Durante la primera mitad de este año, pero sobre todo a lo largo de 130 días de alta intensidad, de Venezuela se pensaba que ya tenía su suerte echada. Su destino parecía encaminado a ser el del primer país de América Latina en dejar atrás y de manera apoteósica, el llamado “Socialismo del Siglo XXI”. Justamente allí donde Hugo Chávez había plantado una bandera de unificación continental en 1999, ésta iba a ser arriada por su propio pueblo casi dos décadas después. Aquella parecía ser la constatación final de que esta ofensiva igualitaria de la izquierda con la que se inauguró el siglo, arrastraba la misma condena que su predecesora en Europa (pronto se recordarán cien años de la Revolución Rusa). Desfallecía el bastión de Caracas; las demás piezas caerían en sucesión de dominó.


Sin embargo no ocurrió así. Nicolás Maduro continúa siendo Presidente de Venezuela y todo indica que culminará el periodo para el que fue electo en 2013, tras la muerte del líder fundador, Hugo Chávez Frías. ¿A qué se debió tanta certeza en tan equivocadas predicciones? Acá quisiéramos desentrañar las causas.


Los hechos


Cuando la oposición venezolana celebró su primera gran victoria electoral en diciembre de 2015, todo apuntaba a que presenciaríamos una caída lenta y sostenida del chavismo, encarnado en la maltrecha figura de Maduro. En su discurso inaugural, el presidente del nuevo Congreso prometió a sus electores que en un tiempo de seis meses se pondría en marcha un mecanismo democrático orientado a cambiar de gobierno.

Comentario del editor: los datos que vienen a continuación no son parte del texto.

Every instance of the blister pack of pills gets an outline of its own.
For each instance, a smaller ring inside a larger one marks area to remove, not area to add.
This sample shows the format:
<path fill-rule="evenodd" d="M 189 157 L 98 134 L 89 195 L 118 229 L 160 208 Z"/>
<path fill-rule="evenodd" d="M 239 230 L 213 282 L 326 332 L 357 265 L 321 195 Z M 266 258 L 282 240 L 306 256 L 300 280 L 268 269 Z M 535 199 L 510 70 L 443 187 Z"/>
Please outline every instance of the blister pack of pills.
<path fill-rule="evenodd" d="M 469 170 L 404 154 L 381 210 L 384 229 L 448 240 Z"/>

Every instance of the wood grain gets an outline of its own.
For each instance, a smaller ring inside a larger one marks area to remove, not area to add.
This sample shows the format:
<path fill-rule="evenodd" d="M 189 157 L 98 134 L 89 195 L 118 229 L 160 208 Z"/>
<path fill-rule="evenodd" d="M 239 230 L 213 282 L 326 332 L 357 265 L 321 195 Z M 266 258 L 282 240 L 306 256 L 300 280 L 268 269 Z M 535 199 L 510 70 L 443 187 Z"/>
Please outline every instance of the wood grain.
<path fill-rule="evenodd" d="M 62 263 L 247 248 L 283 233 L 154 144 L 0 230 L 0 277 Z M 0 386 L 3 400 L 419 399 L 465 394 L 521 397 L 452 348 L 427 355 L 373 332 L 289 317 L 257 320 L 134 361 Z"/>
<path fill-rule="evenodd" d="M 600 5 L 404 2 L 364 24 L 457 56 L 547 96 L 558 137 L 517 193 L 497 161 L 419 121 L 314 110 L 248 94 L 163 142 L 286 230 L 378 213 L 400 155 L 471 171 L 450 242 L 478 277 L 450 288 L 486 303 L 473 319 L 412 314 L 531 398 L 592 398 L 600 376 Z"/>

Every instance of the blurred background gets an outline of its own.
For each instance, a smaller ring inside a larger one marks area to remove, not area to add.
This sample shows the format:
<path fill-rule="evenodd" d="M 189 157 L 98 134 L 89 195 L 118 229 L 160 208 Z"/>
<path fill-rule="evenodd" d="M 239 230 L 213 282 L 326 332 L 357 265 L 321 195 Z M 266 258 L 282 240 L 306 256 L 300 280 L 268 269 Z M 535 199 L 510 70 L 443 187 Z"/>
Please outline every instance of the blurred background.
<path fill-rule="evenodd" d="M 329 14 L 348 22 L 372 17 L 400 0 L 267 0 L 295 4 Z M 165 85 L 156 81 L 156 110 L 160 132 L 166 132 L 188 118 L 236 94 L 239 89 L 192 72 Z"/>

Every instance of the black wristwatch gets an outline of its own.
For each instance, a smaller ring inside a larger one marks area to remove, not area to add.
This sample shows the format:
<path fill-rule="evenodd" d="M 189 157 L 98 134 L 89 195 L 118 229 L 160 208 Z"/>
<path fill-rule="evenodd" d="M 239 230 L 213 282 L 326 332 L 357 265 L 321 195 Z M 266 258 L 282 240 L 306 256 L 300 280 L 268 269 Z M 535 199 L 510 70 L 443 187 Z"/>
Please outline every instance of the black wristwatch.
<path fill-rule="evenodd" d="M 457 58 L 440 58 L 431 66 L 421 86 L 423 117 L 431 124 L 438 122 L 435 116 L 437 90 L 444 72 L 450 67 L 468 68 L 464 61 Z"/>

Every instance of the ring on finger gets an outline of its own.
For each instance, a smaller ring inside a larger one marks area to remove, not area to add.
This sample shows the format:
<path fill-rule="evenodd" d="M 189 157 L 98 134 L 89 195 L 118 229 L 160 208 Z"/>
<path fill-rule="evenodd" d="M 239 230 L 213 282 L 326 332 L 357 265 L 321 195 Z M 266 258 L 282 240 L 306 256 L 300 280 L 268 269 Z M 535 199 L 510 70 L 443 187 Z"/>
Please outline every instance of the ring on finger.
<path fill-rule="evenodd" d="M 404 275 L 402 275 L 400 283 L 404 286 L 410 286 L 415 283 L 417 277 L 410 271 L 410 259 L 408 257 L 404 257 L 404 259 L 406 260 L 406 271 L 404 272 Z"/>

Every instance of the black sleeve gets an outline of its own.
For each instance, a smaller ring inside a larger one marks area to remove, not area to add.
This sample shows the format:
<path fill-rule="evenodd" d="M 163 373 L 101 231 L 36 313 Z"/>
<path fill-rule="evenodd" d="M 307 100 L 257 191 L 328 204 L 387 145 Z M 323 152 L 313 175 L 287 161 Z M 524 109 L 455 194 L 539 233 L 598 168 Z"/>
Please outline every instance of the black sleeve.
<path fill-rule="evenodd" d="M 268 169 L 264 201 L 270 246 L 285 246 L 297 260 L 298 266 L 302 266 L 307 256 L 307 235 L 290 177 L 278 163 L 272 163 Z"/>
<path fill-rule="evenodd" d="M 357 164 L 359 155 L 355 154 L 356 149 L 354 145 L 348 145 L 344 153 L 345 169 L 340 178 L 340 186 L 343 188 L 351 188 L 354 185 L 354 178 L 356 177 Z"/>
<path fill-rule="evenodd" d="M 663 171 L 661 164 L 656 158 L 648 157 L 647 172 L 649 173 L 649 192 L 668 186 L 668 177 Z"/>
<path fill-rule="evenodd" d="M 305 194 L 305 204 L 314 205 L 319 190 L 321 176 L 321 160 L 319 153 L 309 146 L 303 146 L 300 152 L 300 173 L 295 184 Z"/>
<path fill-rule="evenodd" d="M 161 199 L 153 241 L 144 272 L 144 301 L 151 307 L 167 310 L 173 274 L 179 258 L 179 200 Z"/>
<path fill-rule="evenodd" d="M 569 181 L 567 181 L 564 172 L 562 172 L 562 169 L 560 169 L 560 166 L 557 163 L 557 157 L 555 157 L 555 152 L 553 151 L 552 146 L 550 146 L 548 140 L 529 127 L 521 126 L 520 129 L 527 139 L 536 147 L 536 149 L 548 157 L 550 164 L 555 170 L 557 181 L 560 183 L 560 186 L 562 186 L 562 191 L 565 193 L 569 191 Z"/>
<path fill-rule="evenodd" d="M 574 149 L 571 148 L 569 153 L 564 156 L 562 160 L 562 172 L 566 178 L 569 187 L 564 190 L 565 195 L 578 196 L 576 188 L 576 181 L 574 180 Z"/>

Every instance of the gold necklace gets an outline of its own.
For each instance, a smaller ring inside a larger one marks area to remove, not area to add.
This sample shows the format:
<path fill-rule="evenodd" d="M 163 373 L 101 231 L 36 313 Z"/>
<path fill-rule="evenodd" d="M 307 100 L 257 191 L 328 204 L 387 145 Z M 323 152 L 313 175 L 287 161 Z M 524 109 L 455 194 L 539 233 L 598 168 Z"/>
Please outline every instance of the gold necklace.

El corazón de esa línea de conducta iba a ser el nuevo parlamento, en el que los opositores ocupaban casi dos tercios de los asientos.


De ese modo, un presidente chavista, electo en 2013, se enfrentaría en una guerra sin cuartel durante un año y medio con un Congreso electo en 2015. Dos poderes se enfilaban a un conflicto en el que uno de los dos debía desaparecer. El sistema institucional venezolano comenzó a fracturarse pues en dos mitades.


Las incidencias de esta lucha están claramente registradas. En 2016, las escaramuzas entre ambos poderes giraron en torno a la elección de tres diputados opositores del Estado de Amazonas. El poder electoral optó por suspenderlos debido a supuestas irregularidades en la obtención de su mayoría. Tres, sí, tres eran los votos que la oposición necesitó siempre para utilizar los dos tercios parlamentarios y con ello realizar importantes relevos en el Estado venezolano a fin de impulsar la caída del régimen y la convocatoria a elecciones anticipadas.


2016 fue entonces el año de la parálisis del Congreso, es decir, de su constante obstrucción por los demás poderes del Estado. En forma paralela, la crisis económica se fue agudizando.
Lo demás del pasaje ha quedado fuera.